The answer, according to Lallo is, Because Kochie, Mel, Karl and Lisa rake in a combined $100 million in advertising revenue.”

But that prompts another question: Why? Why are advertisers prepared to spend so much money on relatively poor rating TV programs compared to Radio which seems to offer so much more bang for their buck?

Of course, any proper analyst would point out that we’re trying to compare apples to cumquats. The audience numbers quoted above are divided by only three outlets for TV and 15 for Radio. And one TVC may have a greater impact than one Radio ad. Then again, a live Radio ad read by Ross Stevenson and John Burns on 3AW may have greater impact still.

To arrive at a different comparison, The Sunday Age commissioned a report from ratings provider OzTAM. “It showed that more than 1 million Melburnians watched at least eight minutes of Sunrise, Today or ABC News Breakfast at least once last week. Still, this was dwarfed by the 3 million who heard at least eight minutes of breakfast radio. Nationally, 4 million Australians watched breakfast TV while 10 million listened to radio.”

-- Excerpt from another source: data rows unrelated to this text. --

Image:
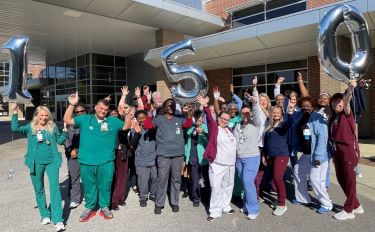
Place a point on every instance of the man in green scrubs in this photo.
(98, 136)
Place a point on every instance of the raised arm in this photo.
(348, 96)
(68, 116)
(301, 85)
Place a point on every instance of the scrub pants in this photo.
(222, 182)
(97, 180)
(37, 179)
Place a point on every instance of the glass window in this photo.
(104, 60)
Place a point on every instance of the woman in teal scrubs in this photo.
(43, 157)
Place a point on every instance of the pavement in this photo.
(17, 204)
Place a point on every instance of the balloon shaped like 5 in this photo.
(178, 73)
(327, 45)
(16, 90)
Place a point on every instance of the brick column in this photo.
(163, 38)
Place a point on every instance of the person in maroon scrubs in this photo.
(345, 151)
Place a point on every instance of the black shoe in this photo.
(175, 208)
(230, 212)
(157, 210)
(210, 219)
(143, 203)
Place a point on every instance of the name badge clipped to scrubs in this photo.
(39, 136)
(307, 133)
(104, 126)
(178, 130)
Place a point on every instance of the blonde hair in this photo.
(268, 108)
(50, 126)
(272, 124)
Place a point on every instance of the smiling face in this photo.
(338, 105)
(42, 118)
(101, 110)
(323, 100)
(223, 120)
(276, 114)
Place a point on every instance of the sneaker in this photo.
(157, 210)
(106, 213)
(46, 221)
(73, 205)
(252, 216)
(60, 226)
(342, 215)
(230, 212)
(323, 210)
(87, 215)
(280, 210)
(175, 208)
(210, 219)
(143, 203)
(295, 202)
(359, 210)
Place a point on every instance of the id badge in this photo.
(39, 136)
(104, 126)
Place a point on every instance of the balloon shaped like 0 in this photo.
(16, 90)
(178, 73)
(327, 43)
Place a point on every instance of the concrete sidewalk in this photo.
(17, 201)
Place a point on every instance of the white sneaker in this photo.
(280, 210)
(359, 210)
(252, 216)
(243, 210)
(60, 226)
(73, 205)
(342, 215)
(46, 221)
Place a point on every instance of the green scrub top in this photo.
(44, 154)
(97, 147)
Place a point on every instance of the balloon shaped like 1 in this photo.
(178, 73)
(327, 43)
(16, 90)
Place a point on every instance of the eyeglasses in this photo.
(224, 119)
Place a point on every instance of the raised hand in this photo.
(137, 92)
(216, 93)
(280, 80)
(125, 90)
(108, 98)
(73, 99)
(203, 101)
(299, 77)
(255, 81)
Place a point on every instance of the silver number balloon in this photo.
(178, 73)
(327, 43)
(16, 90)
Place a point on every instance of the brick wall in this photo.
(317, 3)
(221, 78)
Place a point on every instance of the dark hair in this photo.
(138, 112)
(304, 99)
(103, 101)
(198, 114)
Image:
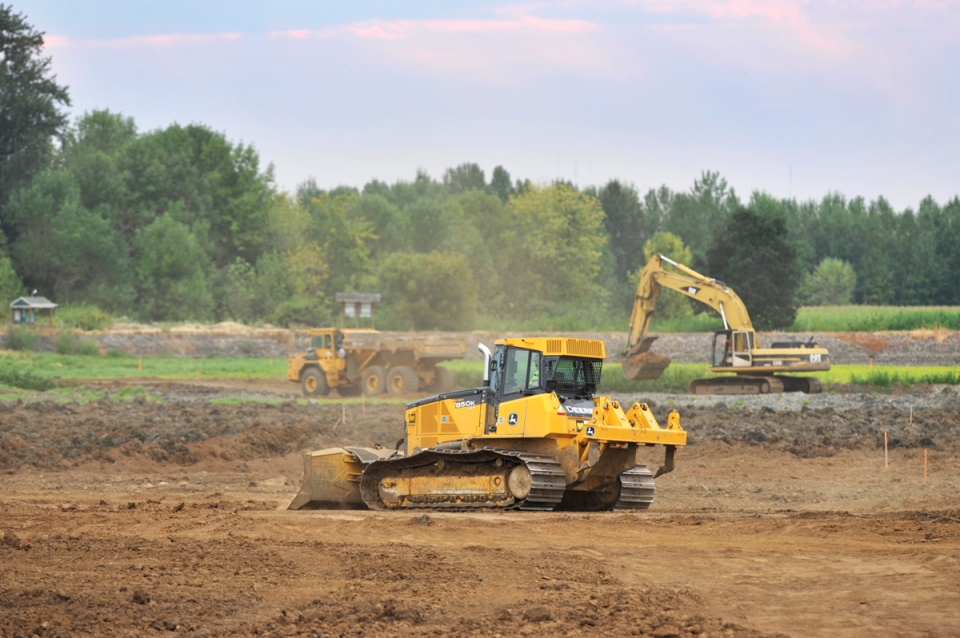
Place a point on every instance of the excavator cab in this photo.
(732, 348)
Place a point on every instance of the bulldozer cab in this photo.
(517, 372)
(732, 348)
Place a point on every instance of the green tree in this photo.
(91, 153)
(465, 177)
(30, 102)
(428, 291)
(214, 187)
(670, 304)
(172, 282)
(390, 227)
(552, 248)
(500, 184)
(831, 284)
(753, 254)
(626, 224)
(64, 249)
(697, 215)
(10, 285)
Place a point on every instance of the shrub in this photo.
(16, 377)
(21, 339)
(66, 343)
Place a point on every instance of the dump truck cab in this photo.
(319, 368)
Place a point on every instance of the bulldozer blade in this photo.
(644, 365)
(331, 478)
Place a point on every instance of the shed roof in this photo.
(33, 302)
(358, 297)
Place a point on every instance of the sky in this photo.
(797, 98)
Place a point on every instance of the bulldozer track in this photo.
(636, 489)
(546, 490)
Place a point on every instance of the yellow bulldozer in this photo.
(736, 348)
(534, 436)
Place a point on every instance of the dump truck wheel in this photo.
(403, 379)
(374, 380)
(314, 383)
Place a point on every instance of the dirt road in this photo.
(145, 518)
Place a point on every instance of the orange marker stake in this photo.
(886, 458)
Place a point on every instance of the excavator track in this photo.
(636, 489)
(756, 384)
(454, 479)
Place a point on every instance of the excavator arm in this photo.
(636, 360)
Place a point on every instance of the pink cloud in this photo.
(397, 29)
(773, 10)
(166, 39)
(51, 41)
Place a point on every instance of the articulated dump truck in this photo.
(534, 437)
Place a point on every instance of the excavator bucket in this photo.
(640, 363)
(331, 477)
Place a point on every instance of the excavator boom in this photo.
(740, 350)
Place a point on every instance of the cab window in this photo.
(521, 371)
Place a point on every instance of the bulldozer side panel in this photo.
(458, 417)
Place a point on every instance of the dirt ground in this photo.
(164, 517)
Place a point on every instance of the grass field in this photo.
(39, 371)
(836, 319)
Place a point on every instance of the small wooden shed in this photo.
(358, 305)
(25, 310)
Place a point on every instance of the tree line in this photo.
(181, 223)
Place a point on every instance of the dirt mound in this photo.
(822, 432)
(51, 435)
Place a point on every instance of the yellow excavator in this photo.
(534, 436)
(736, 348)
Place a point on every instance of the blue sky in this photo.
(798, 97)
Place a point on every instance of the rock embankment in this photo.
(919, 347)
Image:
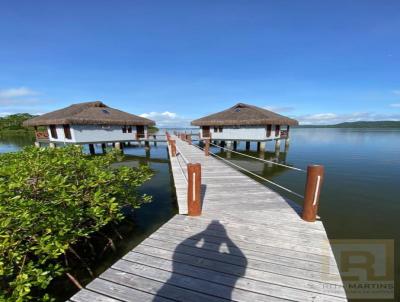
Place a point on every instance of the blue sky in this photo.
(173, 61)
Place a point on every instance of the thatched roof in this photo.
(90, 113)
(243, 114)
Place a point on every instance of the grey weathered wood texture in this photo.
(249, 244)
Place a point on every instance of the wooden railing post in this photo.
(207, 147)
(194, 189)
(173, 148)
(315, 177)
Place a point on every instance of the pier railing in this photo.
(191, 173)
(314, 180)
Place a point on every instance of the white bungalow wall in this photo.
(94, 134)
(248, 133)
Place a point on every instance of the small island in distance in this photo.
(13, 124)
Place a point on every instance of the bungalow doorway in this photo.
(139, 132)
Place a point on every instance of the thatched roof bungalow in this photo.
(244, 122)
(90, 122)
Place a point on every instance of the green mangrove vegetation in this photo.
(51, 202)
(13, 123)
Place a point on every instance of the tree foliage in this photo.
(14, 121)
(49, 200)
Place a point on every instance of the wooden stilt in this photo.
(315, 177)
(194, 189)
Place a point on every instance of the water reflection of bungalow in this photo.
(89, 123)
(244, 122)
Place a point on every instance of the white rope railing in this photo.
(254, 174)
(260, 159)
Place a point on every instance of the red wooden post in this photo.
(173, 148)
(315, 177)
(207, 147)
(194, 189)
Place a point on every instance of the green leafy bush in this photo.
(49, 200)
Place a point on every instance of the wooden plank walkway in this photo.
(249, 245)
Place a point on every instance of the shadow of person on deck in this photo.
(212, 257)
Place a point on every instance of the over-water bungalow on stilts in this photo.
(248, 123)
(90, 123)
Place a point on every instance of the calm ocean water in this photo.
(360, 196)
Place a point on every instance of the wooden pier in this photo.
(249, 244)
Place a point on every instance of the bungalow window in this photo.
(269, 128)
(53, 131)
(67, 132)
(277, 130)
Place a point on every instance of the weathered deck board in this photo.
(249, 244)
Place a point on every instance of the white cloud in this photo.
(18, 96)
(16, 92)
(167, 119)
(279, 108)
(333, 118)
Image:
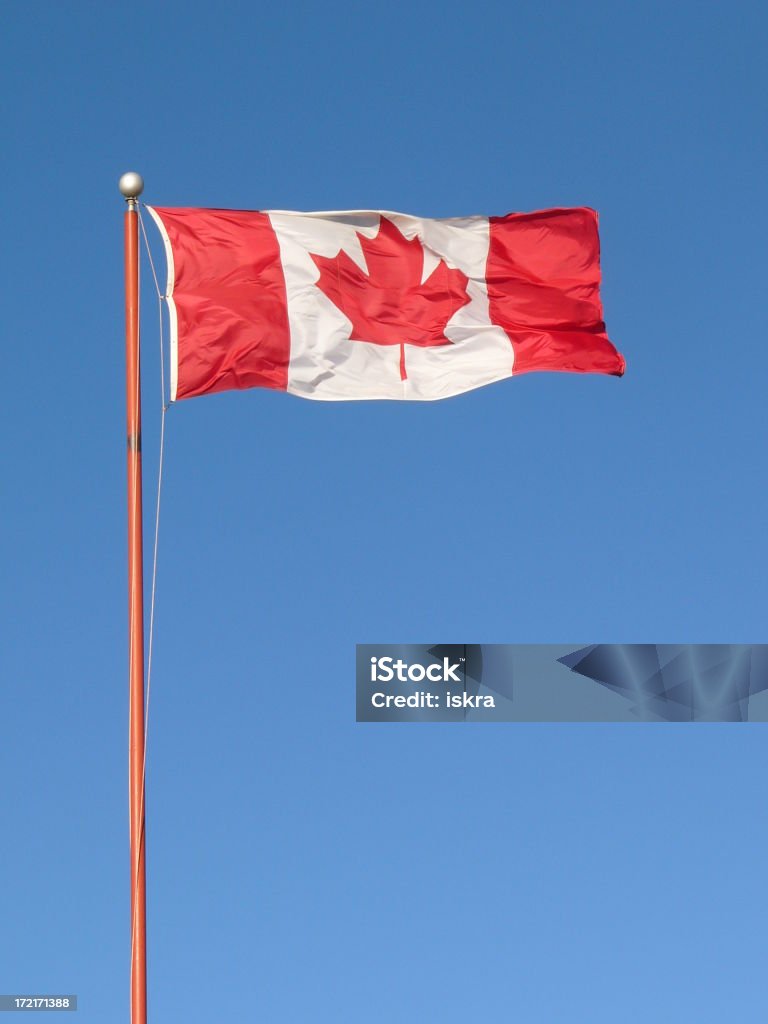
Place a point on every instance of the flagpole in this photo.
(131, 185)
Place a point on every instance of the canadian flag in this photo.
(364, 304)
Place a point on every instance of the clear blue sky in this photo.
(303, 867)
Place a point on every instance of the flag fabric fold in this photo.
(368, 304)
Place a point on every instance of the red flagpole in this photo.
(131, 185)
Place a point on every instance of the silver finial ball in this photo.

Even so, we must take into account that breakfast is Radio’s strongest shift and (apart from mid-dawn) TV’s weakest. Of course that situation inverts at night.

Which suggests that, if Lallo’s Melbourne ad spend figures of $100 million p.a. for just breakfast television are correct, then television is punching way above the weight of its audience in that time slot. In comparison Melbourne Radio managed total ad revenue for all sessions, not just breakfast, of just under $205 million for the entire 2011 calendar year according to Deloitte figures commissioned by CRA.

Now Channel 10 is about to launch its own breakfast TV offering to get a piece of that $100 million pie – or perhaps even make the pie bigger.

Is Radio getting its fair share of the available ad spend?

If not, what does it have to do to get it?